University of California, San Diego - History

History

When the Regents of the University of California originally authorized the San Diego campus in 1956, it was planned as first imagined by Roger Revelle, Director of Scripps, to start as a graduate school of science and engineering comparable in quality to Caltech. Citizens of San Diego supported the idea, voting the same year to transfer to the university 59 acres (24 ha) of mesa land on the coast near the Scripps Institute. The Regents requested an additional gift of 550 acres (220 ha) of undeveloped mesa land northeast of Scripps, as well as 500 acres (200 ha) on the former site of Camp Matthews, but Revelle jeopardized the site selection by making public La Jolla's exclusive real estate practices antagonistic to minority racial and religious groups, angering local conservatives as well as UC Regent Edwin W. Pauley.
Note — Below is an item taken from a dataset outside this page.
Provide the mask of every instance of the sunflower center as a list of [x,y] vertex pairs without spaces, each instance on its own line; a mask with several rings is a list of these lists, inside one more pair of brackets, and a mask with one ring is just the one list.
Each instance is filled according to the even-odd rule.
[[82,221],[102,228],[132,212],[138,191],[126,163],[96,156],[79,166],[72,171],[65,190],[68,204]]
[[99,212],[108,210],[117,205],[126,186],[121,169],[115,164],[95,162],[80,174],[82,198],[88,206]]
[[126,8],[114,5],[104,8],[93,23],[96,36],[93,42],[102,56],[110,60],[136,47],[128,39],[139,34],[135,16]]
UC President Clark Kerr satisfied San Diego city donors by changing the proposed name from University of California, La Jolla, to University of California, San Diego. The city voted in agreement to its part in 1958, and the UC approved construction of the new campus in 1960. Because of the clash with Pauley, Revelle was not made chancellor—Herbert York, first director of Lawrence Livermore National Laboratory, was designated instead. York worked out the planning of the main campus according to the "Oxbridge" model, relying on many of Revelle's ideas.

UC San Diego was the first general campus of the UC to be designed "from the top down" in terms of research emphasis. Local leaders disagreed on whether the new school should be a technical research institute, like the preexisting Scripps Institution of Oceanography, or a more broadly based school that included undergraduates as well. John Jay Hopkins of General Dynamics Corporation pledged one million dollars for the former while the City Council offered free land for the latter. In 1956, the UC Regents approved a "graduate program in science and technology" that included undergraduate programs, a compromise that won both the support of General Dynamics and the city voters' approval. Nobel laureate Harold Urey, a physicist from the University of Chicago, was an early recruit to the faculty in 1958. (Revelle and Suess published the first paper on the Greenhouse effect the year before.) Maria Goeppert-Mayer was appointed professor of physics in 1960; she later won the Nobel Prize in 1963. The graduate division of the school opened in 1960 with 20 faculty in residence; instruction was offered in the fields of physics, biology, chemistry and earth science. Classes initially met in the Scripps Institution of Oceanography.

By 1963, new facilities on the mesa been finished for the School of Science and Engineering, and new buildings were under construction for Social Sciences and Humanities. Ten additional faculty in those disciplines were hired, and the whole site was designated the First College of the new campus. York resigned as chancellor in 1963 and was replaced by John Semple Galbraith in 1964. The campus accepted its first undergraduate class of 181 freshman in 1964, and was designated Revelle College the next year. Second College was also organized in 1964, on the land deeded by the federal government. It was renamed John Muir College in April 1966. The UC San Diego School of Medicine also accepted its first students in 1966.

Political theorist Herbert Marcuse joined the faculty in 1965. A champion of the New Left, he reportedly was the first protestor to occupy the administration building in a demonstration organized by his student, Angela Davis. The American Legion offered to buy out the remainder of Marcuse's contract for $20,000; the Regents censured Chancellor McGill for defending Marcuse on the basis of academic freedom, but further action was averted after local leaders expressed support for Marcuse.

In 1967, student unrest against the United States involvement in the Vietnam War began to be felt at UC San Diego, when a student raised a Viet Minh flag over the campus. Protests escalated as the war continued and were only exacerbated after the National Guard fired on student protesters at Kent State University in 1970. Over 200 students occupied Urey Hall while one student set himself on fire in protest of the war.

Under Richard C. Atkinson, chancellor from 1980 to 1995, UCSD strengthened its ties with the city of San Diego by encouraging technology transfer with developing companies, transforming San Diego into a world leader in technology-based industries. Private giving rose from $15 million to nearly $50 million annually, faculty expanded by nearly 50%, and enrollment doubled to about 18,000 students during his chancellorship. In 1995, the quality of UC San Diego graduate programs was ranked tenth in the nation by the National Research Council.

UCSD is taking out a $40 million dollar loan against itself to offset $84.2 million in state budget cuts in 2009.